Net als zijn oudere broers kreeg Arthur les van privéleraren. Hij raakte op jonge leeftijd geïnteresseerd in het leger.
In het jaar 1866 trad Arthur toe tot de koninklijke Militaire Academie in Woolwich. Twee jaar later werd hij aangesteld als luitenant van het ‘Corps of Royal Engineers’.
Later werd hij overgeplaatst naar de ‘Royal Regiment of Artillery’ en weer later naar de ‘Royal Rifle Brigade’.
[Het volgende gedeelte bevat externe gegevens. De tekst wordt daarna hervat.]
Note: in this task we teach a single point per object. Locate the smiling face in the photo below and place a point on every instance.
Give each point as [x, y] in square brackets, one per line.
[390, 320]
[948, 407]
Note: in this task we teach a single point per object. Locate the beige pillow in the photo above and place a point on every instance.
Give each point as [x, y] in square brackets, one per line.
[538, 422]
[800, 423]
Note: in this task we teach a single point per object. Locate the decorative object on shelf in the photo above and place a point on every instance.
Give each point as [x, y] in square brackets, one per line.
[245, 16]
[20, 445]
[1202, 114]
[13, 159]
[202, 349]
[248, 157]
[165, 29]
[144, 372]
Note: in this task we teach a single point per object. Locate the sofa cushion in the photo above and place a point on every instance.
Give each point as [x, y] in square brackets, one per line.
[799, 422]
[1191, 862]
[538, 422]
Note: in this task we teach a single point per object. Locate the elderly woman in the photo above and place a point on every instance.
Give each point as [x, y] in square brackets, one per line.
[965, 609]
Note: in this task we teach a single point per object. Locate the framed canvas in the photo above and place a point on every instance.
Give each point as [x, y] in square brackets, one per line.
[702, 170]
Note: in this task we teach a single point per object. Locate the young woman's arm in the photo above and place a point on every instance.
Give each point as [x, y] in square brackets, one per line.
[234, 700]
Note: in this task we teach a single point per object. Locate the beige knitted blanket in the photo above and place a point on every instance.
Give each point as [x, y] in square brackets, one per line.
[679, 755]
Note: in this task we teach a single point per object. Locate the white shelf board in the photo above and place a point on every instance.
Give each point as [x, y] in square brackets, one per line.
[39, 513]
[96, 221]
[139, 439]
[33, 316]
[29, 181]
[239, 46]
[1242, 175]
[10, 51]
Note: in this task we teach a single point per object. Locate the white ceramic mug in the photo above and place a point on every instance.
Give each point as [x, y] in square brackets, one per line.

Arthur had een langer carrière in het Britse leger en diende onder andere in:
- Zuid-Afrika
- Canada
- Ierland
- Egypte
- India
In april 1893 werd hij gepromoveerd tot generaal. Arthur had gehoopt dat hij hertog George van Cambridge op kon volgen als opperbevelhebber van het Britse leger. Deze functie ging echter aan zijn neus voorbij. In plaats daarvan had prins Arthur het commando in het zuidelijke district van Aldershot van 1893 tot 1898. Arthur werd in juni 1902 gepromoveerd tot veldmaarschalk. Hij diende daarna in verschillende belangrijke posities, als opperbevelhebber van Ierland, Inspecteur-generaal der Krijgsmacht en als gouverneur-generaal van Canada.